In the US, Atlantic Sapphire harvested 1,150 tonnes in the first quarter of this year and has set a first phase production goal of 9,500 tonnes. In July, though, founder and former CEO Johan Andreassen sold all his shares in the company, along with co-founder Bjorn-Vegard Lovik, reported Intrafish.
In British Columbia, salmon farmers, whose sector is being phased out by Justin Trudeau’s government, are concerned over delays in federal Canada’s transition plans that buy them a little time.
The government’s proposed ban on ocean-based salmon farms in the province by 2029 ‘flies in the face of 10 government studies and a plethora of other research which continue to show that current ocean salmon farms pose no more than minimal risk to wild Pacific stocks’, wrote Fabian Dawson of SeaWestNews.
Against this backdrop, Canada has experienced the greatest worldwide production decline in farmed salmon, falling by 17 per cent compared to the previous year, according to data and analytics specialist Kontali.
In fact, it was a surge in the wild catch that drove up the total global supply of salmonids, including small trout, by seven per cent year-over-year to 5.2 million tonnes in 2023.

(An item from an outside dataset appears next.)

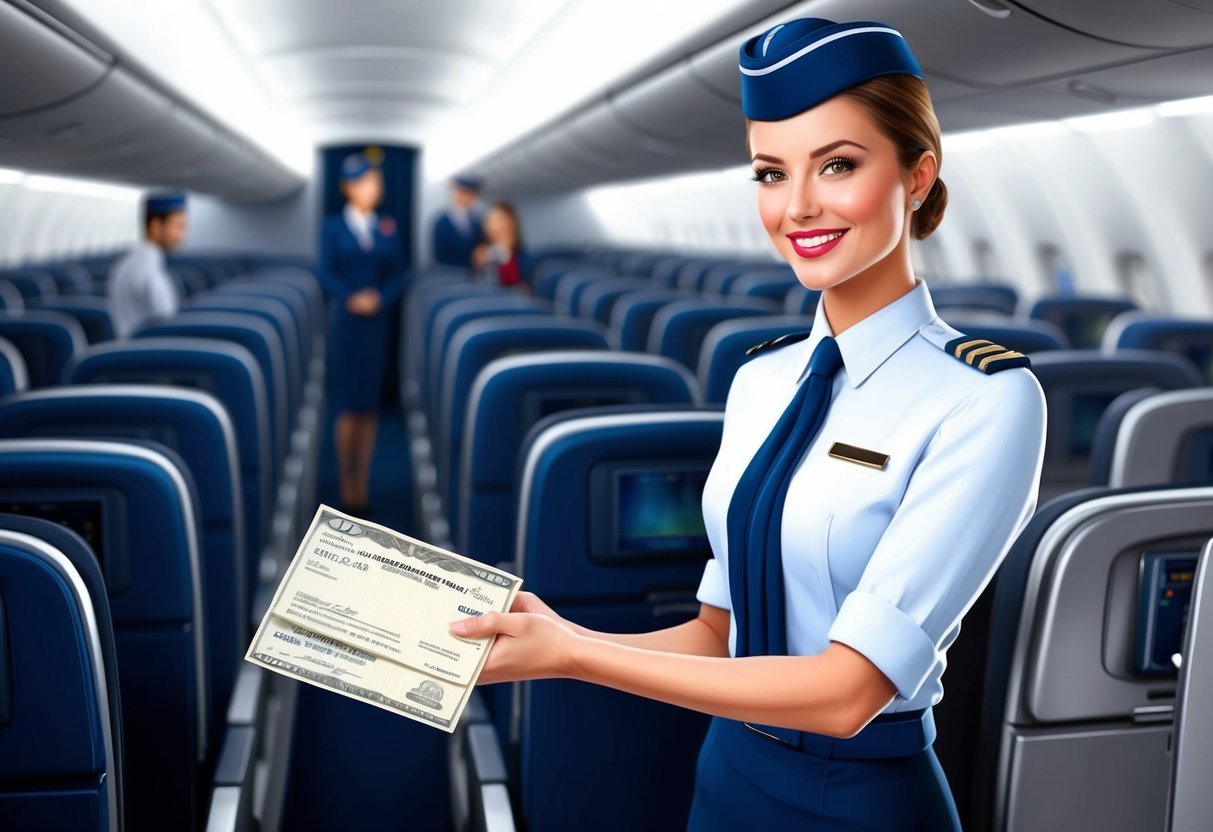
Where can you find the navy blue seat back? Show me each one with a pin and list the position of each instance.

The total supply of wild-caught salmonid species amounted to 1.09 million tonnes, a 57 per cent increase, primarily driven by pink salmon, which reached 690,000 tonnes, up 169 per cent.
In contrast, farmed salmonid supply remained relatively stable, with a slight decrease of 0.8 per cent. In the Atlantic salmon sector, harvest volumes decreased for the second consecutive year, dropping by two per cent to 2.79 million tonnes in 2023.